Ou encore, comment l’homme ’affaibli’, ou le nouvel homme de Mary Orr6, se manifeste-il dans Madame Bovary? Je me concentrerai pour ce mémoire sur Emma et Charles Bovary.

La notion de destin

Par analogie avec l’expression de Freud ’Anatomy is Destiny’, je vais examiner dans quelle mesure l’anatomie est en effet le destin de la femme et de l’homme respectivement dans Madame Bovary? Une brève analyse sémantique des mots ‘destin’, ‘sort’ et ‘fatalité’ nous apprend qu’à première vue, ces mots ont une connotation négative; on n’échappe par exemple pas à son destin, on n’abandonne pas non plus quelqu’un à son sort. Il y a ici l’idée de la négativité, de la passivité, de la subordination. Autrement dit, dans le domaine structuraliste des oppositions binaires, le destin serait, par définition, associé à la femme. En conséquence, toujours suivant les idées de Cixous, on pourrait croire que l’homme, qui se situe évidemment de l’autre côté de cette opposition, serait toujours capable d’intervenir activement, ne pourrait jamais être la victime passive du destin. Dans Madame Bovary, ce raisonnement ne se maintient plus.

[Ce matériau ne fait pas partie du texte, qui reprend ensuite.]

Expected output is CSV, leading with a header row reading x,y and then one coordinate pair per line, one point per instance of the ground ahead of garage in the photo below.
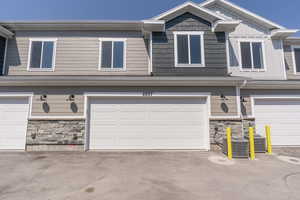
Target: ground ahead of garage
x,y
148,176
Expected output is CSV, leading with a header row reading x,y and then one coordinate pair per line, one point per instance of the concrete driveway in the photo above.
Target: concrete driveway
x,y
146,176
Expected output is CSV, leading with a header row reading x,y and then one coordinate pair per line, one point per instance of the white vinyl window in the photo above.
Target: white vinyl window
x,y
189,49
296,59
41,55
112,54
252,55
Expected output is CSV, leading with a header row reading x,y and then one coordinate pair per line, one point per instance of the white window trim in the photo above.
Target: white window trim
x,y
124,53
52,69
264,69
294,58
201,33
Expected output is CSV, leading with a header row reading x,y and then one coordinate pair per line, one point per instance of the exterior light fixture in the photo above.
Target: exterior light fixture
x,y
71,97
43,97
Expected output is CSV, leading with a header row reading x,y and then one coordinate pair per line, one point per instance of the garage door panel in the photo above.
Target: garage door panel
x,y
283,117
13,117
148,124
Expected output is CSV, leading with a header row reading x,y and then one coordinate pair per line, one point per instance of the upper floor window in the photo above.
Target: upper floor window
x,y
42,54
296,50
112,54
189,49
252,56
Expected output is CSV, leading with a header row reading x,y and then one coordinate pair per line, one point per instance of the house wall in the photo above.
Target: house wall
x,y
2,53
249,30
246,107
77,52
163,60
289,60
57,103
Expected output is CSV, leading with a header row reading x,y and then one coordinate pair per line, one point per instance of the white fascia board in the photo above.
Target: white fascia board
x,y
188,3
225,26
247,12
283,33
6,33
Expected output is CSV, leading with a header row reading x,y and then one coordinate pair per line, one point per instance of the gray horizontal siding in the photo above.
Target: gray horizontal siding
x,y
60,106
2,53
163,60
77,53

Dans son livre Flaubert : writing the masculine, Mary Orr compare d’une manière, à mon avis appropriée mais assez vague, le destin d’Emma et de Charles Bovary avec celui de Roméo et Juliette : “Charles and Emma fulfil the dual destiny of post-Shakespearian tragedy : “poisoned romance and failed medical, rather than heroic, intervention in the other’s suicide attempt cause the double death“ (Orr, 2000, p 39). Comme point de départ pour la discussion du destin dans Madame Bovary, j’aimerais élaborer un peu cette comparaison en examinant deux notions dont la critique littéraire se sert généralement en analysant le destin de Romeo et Juliette. Il y a d’abord la vision du courant tragique (tragic flow), aussi appelé le ‘hamartia’7. Dans cette vision, un des personnages, souvent le protagoniste, fonctionne comme une espèce de catalyseur, souffre d’une faiblesse quelconque, et prend activement une décision, qui finalement déclenche un événement tragique comme le suicide, par exemple. Ensuite, il y a la vision de la roue cosmique du destin (wheel of fate) qui commence à tourner sans qu’il n’y ait rien qui puisse l’arrêter. C’est ce que nous comprenons en règle par, ‘le destin’ tout court.